Re: [PATCH 16/18] mm: memcontrol: charge swapin pages on instantiation

Joonsoo Kim <js1304@xxxxxxxxx> · Tue, 28 Apr 2020 15:49:41 +0900

2020년 4월 24일 (금) 오전 11:51, Johannes Weiner <hannes@xxxxxxxxxxx>님이 작성:
>
> On Fri, Apr 24, 2020 at 09:44:42AM +0900, Joonsoo Kim wrote:
> > On Mon, Apr 20, 2020 at 06:11:24PM -0400, Johannes Weiner wrote:
> > > @@ -412,31 +407,43 @@ struct page *__read_swap_cache_async(swp_entry_t entry, gfp_t gfp_mask,
> > >                      */
> > >                     cond_resched();
> > >                     continue;
> > > -           } else if (err)         /* swp entry is obsolete ? */
> > > -                   break;
> > > -
> > > -           /* May fail (-ENOMEM) if XArray node allocation failed. */
> > > -           __SetPageLocked(new_page);
> > > -           __SetPageSwapBacked(new_page);
> > > -           err = add_to_swap_cache(new_page, entry, gfp_mask & GFP_KERNEL);
> > > -           if (likely(!err)) {
> > > -                   /* Initiate read into locked page */
> > > -                   SetPageWorkingset(new_page);
> > > -                   lru_cache_add_anon(new_page);
> > > -                   *new_page_allocated = true;
> > > -                   return new_page;
> > >             }
> > > -           __ClearPageLocked(new_page);
> > > -           /*
> > > -            * add_to_swap_cache() doesn't return -EEXIST, so we can safely
> > > -            * clear SWAP_HAS_CACHE flag.
> > > -            */
> > > -           put_swap_page(new_page, entry);
> > > -   } while (err != -ENOMEM);
> > > +           if (err)                /* swp entry is obsolete ? */
> > > +                   return NULL;
> >
> > "if (err)" is not needed since "!err" is already exiting the loop.
>
> But we don't want to leave the loop, we want to leave the
> function. For example, if swapcache_prepare() says the entry is gone
> (-ENOENT), we don't want to exit the loop and allocate a page for it.

Yes, so I said "if (err)" is not needed.
Just "return NULL;" would be enough.

> > > +
> > > +   /*
> > > +    * The swap entry is ours to swap in.
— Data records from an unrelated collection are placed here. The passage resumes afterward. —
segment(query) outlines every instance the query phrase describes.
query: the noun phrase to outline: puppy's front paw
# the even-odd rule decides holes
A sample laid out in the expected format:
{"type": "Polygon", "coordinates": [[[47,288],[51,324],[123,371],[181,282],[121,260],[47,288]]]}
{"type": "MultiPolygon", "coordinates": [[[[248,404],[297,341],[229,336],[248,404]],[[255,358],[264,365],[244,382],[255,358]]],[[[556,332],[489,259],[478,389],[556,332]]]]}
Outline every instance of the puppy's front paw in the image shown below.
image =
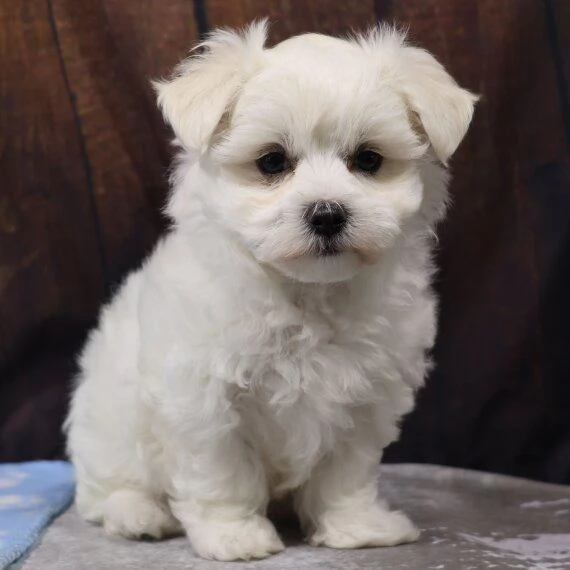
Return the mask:
{"type": "Polygon", "coordinates": [[[310,542],[314,546],[331,548],[396,546],[413,542],[419,535],[406,515],[377,506],[367,510],[324,513],[310,542]]]}
{"type": "Polygon", "coordinates": [[[188,534],[196,554],[213,560],[267,558],[285,548],[275,527],[259,515],[236,521],[202,521],[188,534]]]}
Prepare a new page.
> > > +    */
> > > +
> > > +   page = alloc_page_vma(gfp_mask, vma, addr);
> > > +   if (!page)
> > > +           goto fail_free;
> > > +
> > > +   __SetPageLocked(page);
> > > +   __SetPageSwapBacked(page);
> > > +
> > > +   /* May fail (-ENOMEM) if XArray node allocation failed. */
> > > +   if (add_to_swap_cache(page, entry, gfp_mask & GFP_KERNEL))
> > > +           goto fail_unlock;
> > > +
> > > +   if (mem_cgroup_charge(page, NULL, gfp_mask & GFP_KERNEL, false))
> > > +           goto fail_delete;
> > > +
> >
> > I think that following order of operations is better than yours.
> >
> > 1. page alloc
> > 2. memcg charge
> > 3. swapcache_prepare
> > 4. add_to_swap_cache
> >
> > Reason is that page allocation and memcg charging could take for a
> > long time due to reclaim and other tasks waiting this swapcache page
> > could be blocked inbetween swapcache_prepare() and add_to_swap_cache().
>
> I see how that would be preferable, but memcg charging actually needs
> the swap(cache) information to figure out the cgroup that owned it at
> swapout, then uncharge the swapcache and drop the swap cgroup record.
>
> Maybe it could be done, but I'm not sure that level of surgery would
> be worth the benefits? Whoever else would be trying to swap the page
> in at the same time is likely in the same memory situation, and would
> not necessarily be able to allocate pages any faster.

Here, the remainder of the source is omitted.